Longtemps considérée comme un produit secondaire de cueillette, la gomme arabique s’impose aujourd’hui comme l’un des produits naturels les plus stratégiques du Sahel. Elle est à la croisée des enjeux économiques, environnementaux et climatiques. Issue principalement des espèces Acacia Sénégal et Acacia seyal, elle représente une ressource naturelle aux usages multiples et à fort potentiel pour les communautés rurales.
Un produit naturel au cœur du commerce international !
La gomme arabique est utilisée comme additif alimentaire (E414), mais aussi dans les industries pharmaceutique, cosmétique, textile, papetière et agroalimentaire. Les États-Unis, l’Europe et l’Asie figurent parmi les principaux importateurs, notamment pour l’industrie des boissons et des médicaments « La gomme arabique est le premier produit naturel à avoir structuré les échanges commerciaux au Sahel. Bien avant les économies modernes, elle circulait déjà à travers les routes commerciales reliant les communautés locales aux marchés régionaux et internationaux », souligne Dr Haboubacar Maman Manzo, enseignant-chercheur. Le Soudan demeure le premier producteur mondial avec plus de 30 000 tonnes par an. Une production qui représente environ 70 % de l’offre mondiale, tandis que des pays sahéliens comme le Niger, le Mali ou le Burkina Faso restent des producteurs modestes mais à fort potentiel.

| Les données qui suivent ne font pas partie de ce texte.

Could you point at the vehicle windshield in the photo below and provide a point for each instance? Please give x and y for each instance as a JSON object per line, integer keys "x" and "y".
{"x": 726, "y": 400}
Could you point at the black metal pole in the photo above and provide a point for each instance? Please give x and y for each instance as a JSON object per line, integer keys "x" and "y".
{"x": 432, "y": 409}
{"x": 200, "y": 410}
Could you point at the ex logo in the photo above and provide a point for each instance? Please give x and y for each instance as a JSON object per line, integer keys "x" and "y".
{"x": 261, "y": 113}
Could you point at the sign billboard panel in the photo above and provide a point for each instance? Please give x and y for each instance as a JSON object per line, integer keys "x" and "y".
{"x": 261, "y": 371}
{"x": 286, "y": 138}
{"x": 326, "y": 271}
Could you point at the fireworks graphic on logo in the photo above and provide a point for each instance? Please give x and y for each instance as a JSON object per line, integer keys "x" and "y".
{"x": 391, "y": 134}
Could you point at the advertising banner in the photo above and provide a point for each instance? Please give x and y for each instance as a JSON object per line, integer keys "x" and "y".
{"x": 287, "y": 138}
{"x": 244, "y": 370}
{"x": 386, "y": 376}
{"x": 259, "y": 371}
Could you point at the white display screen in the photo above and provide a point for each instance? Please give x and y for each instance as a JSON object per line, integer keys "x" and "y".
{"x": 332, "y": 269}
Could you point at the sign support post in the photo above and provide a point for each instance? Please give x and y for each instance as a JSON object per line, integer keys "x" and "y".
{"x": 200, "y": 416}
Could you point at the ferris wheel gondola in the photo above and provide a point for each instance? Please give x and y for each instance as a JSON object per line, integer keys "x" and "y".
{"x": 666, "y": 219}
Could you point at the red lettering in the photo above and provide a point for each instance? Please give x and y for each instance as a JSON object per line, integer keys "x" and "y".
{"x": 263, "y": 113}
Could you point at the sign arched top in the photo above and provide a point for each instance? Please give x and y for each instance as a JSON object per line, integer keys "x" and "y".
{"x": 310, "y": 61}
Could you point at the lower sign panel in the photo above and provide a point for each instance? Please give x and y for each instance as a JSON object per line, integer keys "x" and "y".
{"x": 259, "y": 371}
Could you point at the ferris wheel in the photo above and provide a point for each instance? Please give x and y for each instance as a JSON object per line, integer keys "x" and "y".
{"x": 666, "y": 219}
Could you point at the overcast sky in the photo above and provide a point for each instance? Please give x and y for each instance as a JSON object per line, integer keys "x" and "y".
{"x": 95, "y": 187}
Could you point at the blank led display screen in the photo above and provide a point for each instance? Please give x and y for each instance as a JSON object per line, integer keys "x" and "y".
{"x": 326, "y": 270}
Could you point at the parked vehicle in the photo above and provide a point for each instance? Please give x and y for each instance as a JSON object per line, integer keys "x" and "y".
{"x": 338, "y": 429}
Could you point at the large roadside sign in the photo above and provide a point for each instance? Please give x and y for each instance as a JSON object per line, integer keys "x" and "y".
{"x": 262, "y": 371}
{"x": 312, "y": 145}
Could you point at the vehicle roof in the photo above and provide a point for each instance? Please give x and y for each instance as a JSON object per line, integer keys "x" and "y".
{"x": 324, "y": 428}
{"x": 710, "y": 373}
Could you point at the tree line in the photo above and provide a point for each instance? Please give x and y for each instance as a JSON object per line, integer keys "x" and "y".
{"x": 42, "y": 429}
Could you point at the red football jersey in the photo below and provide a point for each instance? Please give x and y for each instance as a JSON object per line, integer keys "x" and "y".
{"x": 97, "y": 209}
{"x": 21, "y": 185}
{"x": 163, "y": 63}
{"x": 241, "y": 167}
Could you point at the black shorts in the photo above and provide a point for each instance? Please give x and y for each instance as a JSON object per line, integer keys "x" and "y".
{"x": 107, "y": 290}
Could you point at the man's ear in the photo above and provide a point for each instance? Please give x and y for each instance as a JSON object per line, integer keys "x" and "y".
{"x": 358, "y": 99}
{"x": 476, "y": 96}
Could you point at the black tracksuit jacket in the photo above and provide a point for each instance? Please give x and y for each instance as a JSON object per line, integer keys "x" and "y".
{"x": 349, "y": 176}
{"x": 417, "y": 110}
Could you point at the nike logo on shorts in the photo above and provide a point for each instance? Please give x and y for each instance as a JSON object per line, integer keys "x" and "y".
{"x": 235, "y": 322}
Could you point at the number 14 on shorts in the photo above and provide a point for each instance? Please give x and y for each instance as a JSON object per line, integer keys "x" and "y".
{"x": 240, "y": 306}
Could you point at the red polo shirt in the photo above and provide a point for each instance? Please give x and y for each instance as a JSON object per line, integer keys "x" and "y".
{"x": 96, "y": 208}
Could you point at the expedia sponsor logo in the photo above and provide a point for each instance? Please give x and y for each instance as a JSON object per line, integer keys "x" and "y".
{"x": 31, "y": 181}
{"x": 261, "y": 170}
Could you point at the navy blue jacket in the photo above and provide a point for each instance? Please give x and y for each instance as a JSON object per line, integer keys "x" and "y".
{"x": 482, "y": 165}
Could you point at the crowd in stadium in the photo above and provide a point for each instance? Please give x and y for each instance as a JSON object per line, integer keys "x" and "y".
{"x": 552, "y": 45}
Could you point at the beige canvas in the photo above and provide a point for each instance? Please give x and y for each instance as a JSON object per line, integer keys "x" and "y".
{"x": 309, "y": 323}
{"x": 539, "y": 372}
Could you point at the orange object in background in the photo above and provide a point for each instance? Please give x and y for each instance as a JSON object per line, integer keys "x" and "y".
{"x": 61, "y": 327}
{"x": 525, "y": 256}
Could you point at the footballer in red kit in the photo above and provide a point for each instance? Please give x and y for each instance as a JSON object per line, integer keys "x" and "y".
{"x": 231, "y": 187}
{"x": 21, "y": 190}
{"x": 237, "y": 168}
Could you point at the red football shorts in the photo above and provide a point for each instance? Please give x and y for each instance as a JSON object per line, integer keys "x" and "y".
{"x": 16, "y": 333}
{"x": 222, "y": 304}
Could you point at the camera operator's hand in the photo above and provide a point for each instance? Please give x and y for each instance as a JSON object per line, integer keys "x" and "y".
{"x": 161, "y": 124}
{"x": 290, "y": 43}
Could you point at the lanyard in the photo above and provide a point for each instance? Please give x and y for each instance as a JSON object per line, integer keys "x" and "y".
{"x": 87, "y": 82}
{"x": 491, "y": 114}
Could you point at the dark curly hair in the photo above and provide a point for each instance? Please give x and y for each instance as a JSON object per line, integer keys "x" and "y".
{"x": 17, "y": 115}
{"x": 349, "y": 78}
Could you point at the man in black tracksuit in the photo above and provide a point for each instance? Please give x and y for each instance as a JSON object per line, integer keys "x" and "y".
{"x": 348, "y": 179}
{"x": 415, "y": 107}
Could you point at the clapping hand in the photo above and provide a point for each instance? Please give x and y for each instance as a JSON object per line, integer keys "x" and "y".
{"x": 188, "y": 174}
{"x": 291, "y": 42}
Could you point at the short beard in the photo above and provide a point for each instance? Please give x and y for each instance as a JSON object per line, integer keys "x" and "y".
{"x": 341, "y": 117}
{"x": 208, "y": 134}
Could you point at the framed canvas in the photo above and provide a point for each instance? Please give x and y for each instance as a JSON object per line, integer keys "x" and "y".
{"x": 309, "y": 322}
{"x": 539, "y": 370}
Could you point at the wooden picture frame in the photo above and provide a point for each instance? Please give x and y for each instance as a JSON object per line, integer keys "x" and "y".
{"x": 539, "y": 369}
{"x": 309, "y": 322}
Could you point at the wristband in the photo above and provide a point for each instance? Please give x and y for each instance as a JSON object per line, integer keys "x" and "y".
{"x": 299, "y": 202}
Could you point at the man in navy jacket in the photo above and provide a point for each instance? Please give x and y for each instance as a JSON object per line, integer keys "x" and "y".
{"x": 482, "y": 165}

Une filière vitale pour les économies rurales…
Dans les zones sahéliennes, la gomme arabique constitue avant tout une source de revenus complémentaires pour des populations rurales faiblement monétarisées. La collecte, qui s’étale principalement de décembre à avril, permet aux ménages de générer des ressources sans détruire leur environnement. Même si les prix connaissent des fluctuations, la gomme demeure un produit recherché. En 2026, le kilogramme se vend autour de 1 500 FCFA sur le marché local, preuve d’un intérêt économique toujours réel pour les collecteurs et commerçants.
Mais quelle richesse environnementale face au changement climatique ?
Au-delà de l’aspect économique, la gomme arabique joue un rôle essentiel dans la lutte contre la désertification, la perte de biodiversité et le changement climatique. Les gommeraies naturelles contribuent à la stabilisation des sols, à la restauration des écosystèmes et à l’amélioration du cadre de vie des communautés rurales. La valorisation de cette filière incite les populations à protéger les peuplements d’Acacia, transformant ainsi la conservation de l’environnement en opportunité économique « La filière gomme arabique illustre parfaitement le lien entre environnement et développement. Protéger les acacias, c’est protéger les sols, la biodiversité et les moyens de subsistance. Toutefois, sans structuration du secteur, sans transformation locale et sans accès au financement, cette richesse naturelle continuera de bénéficier davantage aux marchés extérieurs qu’aux communautés productrices », souligne Dr Dogo Seck, membre de l’Académie nationale des sciences et techniques du Sénégal.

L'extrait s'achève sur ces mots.